Abstract:Random Forests (RF) is one of the algorithms of choice in many supervised learning applications, be it classification or regression. The appeal of such methods comes from a combination of several characteristics: a remarkable accuracy in a variety of tasks, a small number of parameters to tune, robustness with respect to features scaling, a reasonable computational cost for training and prediction, and their suitability in high-dimensional settings. The most commonly used RF variants however are "offline" algorithms, which require the availability of the whole dataset at once. In this paper, we introduce AMF, an online random forest algorithm based on Mondrian Forests.
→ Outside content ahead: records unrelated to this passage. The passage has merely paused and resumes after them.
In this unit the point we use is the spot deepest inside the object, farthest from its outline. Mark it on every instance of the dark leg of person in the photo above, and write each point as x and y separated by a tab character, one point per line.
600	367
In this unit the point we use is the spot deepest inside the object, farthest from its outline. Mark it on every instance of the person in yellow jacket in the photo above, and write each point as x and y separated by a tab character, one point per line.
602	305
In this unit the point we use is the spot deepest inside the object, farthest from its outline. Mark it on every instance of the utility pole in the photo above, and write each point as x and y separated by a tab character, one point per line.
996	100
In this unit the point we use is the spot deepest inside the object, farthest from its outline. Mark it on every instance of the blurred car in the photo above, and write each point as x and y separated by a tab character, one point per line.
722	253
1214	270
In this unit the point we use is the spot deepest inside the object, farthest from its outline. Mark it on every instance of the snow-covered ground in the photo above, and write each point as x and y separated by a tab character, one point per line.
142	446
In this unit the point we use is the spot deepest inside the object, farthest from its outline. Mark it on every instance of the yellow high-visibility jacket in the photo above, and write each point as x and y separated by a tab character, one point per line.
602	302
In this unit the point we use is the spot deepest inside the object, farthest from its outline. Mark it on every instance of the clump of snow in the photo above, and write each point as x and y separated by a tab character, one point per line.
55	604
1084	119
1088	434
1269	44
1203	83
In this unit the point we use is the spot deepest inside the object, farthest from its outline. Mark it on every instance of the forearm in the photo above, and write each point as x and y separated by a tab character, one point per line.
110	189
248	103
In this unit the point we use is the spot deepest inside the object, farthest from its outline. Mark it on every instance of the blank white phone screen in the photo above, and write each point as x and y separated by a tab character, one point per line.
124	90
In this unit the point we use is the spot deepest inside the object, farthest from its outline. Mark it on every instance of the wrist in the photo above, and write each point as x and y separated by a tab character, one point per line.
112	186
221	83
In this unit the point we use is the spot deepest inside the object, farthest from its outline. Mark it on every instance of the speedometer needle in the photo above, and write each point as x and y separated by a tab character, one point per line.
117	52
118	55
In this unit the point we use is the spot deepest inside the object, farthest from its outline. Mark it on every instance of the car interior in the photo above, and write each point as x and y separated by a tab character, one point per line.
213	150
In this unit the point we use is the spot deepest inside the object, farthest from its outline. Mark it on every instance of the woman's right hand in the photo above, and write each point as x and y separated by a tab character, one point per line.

Using a variant of the Context Tree Weighting algorithm, we show that it is possible to efficiently perform an exact aggregation over all prunings of the trees; in particular, this enables to obtain a truly online parameter-free algorithm which is competitive with the optimal pruning of the Mondrian tree, and thus adaptive to the unknown regularity of the regression function. Numerical experiments show that AMF is competitive with respect to several strong baselines on a large number of datasets for multi-class classification.